How PMI Affects Your Monthly Payment
Private mortgage insurance (PMI) is required on conventional loans when the down payment is less than 20% of the home price. PMI protects the lender — not the borrower — against default risk. According to the CFPB, PMI typically costs between 0.5% and 1% of the total loan amount per year, added to your monthly mortgage payment. On a $380,000 loan (5% down on a $400,000 home), PMI adds roughly $158 to $317 per month.
The good news: PMI is not permanent. Under the Homeowners Protection Act, your lender must automatically cancel PMI once your loan balance reaches 78% of the original home value. You can also request cancellation at 80% loan-to-value (LTV). FHA loans use a different system called mortgage insurance premium (MIP), which requires both an upfront premium (1.75% of the loan) and annual premiums (0.55% for most loans) that last the entire loan term unless you put at least 10% down. Use the comparison table above to see exactly how much PMI adds to each scenario.
Down Payment by Loan Type
Each mortgage program has different down payment requirements, eligibility criteria, and insurance structures. Here is a comparison based on 2026 guidelines from Fannie Mae, FHA, VA, and USDA:
- Conventional: Minimum 3-5% down. PMI required below 20%. Best rates for credit scores above 740. No upfront mortgage insurance fee.
- FHA: Minimum 3.5% down (580+ credit) or 10% down (500-579 credit). Requires both upfront MIP (1.75%) and annual MIP (0.55%). MIP lasts the life of the loan for less than 10% down.
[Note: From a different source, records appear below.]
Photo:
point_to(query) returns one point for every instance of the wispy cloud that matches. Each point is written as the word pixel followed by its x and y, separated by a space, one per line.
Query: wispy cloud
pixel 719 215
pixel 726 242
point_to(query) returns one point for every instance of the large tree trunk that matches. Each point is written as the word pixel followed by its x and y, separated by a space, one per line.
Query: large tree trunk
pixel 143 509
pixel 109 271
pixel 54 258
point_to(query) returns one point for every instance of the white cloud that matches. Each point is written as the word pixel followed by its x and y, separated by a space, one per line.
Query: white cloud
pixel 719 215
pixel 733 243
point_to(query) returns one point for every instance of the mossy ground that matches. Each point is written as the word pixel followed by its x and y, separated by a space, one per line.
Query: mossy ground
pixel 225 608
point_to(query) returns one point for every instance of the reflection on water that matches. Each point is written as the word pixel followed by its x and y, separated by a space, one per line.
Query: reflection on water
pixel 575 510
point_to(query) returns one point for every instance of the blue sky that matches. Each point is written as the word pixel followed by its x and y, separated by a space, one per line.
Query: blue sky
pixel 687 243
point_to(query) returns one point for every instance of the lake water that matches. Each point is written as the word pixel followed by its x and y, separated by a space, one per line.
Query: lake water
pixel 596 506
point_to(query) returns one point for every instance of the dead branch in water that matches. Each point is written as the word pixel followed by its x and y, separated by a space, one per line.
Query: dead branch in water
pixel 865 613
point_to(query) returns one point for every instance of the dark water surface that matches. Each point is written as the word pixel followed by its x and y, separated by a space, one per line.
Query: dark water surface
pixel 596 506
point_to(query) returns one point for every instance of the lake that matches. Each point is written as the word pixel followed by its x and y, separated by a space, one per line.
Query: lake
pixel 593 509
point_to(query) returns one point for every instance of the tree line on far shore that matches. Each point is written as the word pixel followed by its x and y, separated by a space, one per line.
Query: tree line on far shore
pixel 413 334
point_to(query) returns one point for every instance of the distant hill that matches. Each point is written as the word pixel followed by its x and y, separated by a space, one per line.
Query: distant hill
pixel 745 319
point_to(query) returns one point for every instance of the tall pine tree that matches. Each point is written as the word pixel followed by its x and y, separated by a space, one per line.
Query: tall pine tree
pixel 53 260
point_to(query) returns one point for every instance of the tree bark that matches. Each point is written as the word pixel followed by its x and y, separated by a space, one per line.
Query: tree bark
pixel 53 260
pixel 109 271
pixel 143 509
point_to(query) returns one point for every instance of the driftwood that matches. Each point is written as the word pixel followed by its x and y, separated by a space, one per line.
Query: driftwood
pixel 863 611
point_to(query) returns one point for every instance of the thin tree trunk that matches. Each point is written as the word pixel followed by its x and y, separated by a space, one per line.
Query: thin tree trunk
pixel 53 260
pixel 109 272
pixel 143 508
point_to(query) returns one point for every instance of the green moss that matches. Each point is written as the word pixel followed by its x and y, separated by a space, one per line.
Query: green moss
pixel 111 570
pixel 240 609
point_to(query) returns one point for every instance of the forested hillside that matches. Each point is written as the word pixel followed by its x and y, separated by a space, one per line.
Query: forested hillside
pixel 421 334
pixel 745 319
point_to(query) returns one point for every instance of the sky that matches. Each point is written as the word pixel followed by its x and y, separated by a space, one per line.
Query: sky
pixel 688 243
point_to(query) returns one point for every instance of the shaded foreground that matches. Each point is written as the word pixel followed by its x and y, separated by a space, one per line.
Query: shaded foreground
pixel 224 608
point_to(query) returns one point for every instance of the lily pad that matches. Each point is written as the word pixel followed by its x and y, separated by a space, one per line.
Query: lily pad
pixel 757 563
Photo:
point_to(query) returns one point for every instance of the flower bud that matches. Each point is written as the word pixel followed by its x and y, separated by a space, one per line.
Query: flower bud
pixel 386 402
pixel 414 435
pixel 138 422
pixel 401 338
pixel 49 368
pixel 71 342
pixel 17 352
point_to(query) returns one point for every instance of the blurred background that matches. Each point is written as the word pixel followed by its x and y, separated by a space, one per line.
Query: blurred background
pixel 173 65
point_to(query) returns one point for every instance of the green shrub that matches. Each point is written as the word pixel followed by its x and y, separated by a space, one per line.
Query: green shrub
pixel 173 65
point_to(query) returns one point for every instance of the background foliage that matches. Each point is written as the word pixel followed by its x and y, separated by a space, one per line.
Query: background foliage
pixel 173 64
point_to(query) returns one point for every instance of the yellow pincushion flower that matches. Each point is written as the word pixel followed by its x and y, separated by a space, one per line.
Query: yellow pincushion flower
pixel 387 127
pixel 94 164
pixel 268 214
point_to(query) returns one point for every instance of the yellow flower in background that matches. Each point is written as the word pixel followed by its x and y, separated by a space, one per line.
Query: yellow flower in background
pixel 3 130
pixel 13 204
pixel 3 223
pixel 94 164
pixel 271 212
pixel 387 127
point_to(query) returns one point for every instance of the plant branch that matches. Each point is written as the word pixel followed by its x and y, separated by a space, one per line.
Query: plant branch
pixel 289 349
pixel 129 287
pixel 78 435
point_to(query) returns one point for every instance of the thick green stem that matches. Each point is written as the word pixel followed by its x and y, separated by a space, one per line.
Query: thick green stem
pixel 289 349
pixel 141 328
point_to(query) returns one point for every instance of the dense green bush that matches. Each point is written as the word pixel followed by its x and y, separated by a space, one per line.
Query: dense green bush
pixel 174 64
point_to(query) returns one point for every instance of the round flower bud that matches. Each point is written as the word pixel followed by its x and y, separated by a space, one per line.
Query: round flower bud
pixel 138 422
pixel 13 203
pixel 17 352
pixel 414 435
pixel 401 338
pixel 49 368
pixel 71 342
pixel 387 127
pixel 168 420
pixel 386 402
- VA: Zero down payment required. No PMI. Requires VA funding fee (1.25-3.3% of loan) unless exempt. Available only to veterans, active-duty military, and eligible surviving spouses.
- USDA: Zero down payment. Requires upfront guarantee fee (1%) and annual fee (0.35%). Property must be in a USDA-eligible rural area. Income limits apply based on county median.
VA and USDA loans offer the lowest barrier to entry but have strict eligibility requirements. For most buyers, the choice comes down to conventional versus FHA — and the right answer depends on your credit score, savings, and how long you plan to stay in the home.
Strategies to Save for a Down Payment
Building a down payment fund is the biggest financial hurdle for most homebuyers. According to HUD (hud.gov), several programs and strategies can accelerate your timeline:
- First-time buyer programs: Many states offer down payment assistance (DPA) grants or low-interest second mortgages. Check your state housing finance agency for current programs — some provide $10,000-$25,000 in assistance.
- Gift funds: Conventional loans allow 100% of the down payment to come from family gift funds for purchases with 20%+ down. FHA allows gift funds for the full 3.5% minimum. Document the gift with a signed letter.
- Employer programs: Some employers offer homebuyer assistance or housing stipends. Government employees may qualify for the Good Neighbor Next Door program (50% discount in revitalization areas).
- Automated savings: Set up automatic transfers on payday to a dedicated high-yield savings account. Even $500/month reaches $18,000 in three years — enough for 3.5% on a $500,000 home.
- IRA withdrawal: First-time buyers can withdraw up to $10,000 from a traditional IRA penalty-free for a home purchase. Roth IRA contributions (not earnings) can be withdrawn anytime without penalty.
Use the savings timeline feature in this calculator to set a monthly target and see exactly when you will reach your down payment goal. Sources: cfpb.gov, hud.gov, fanniemae.com. Last updated: April 2026.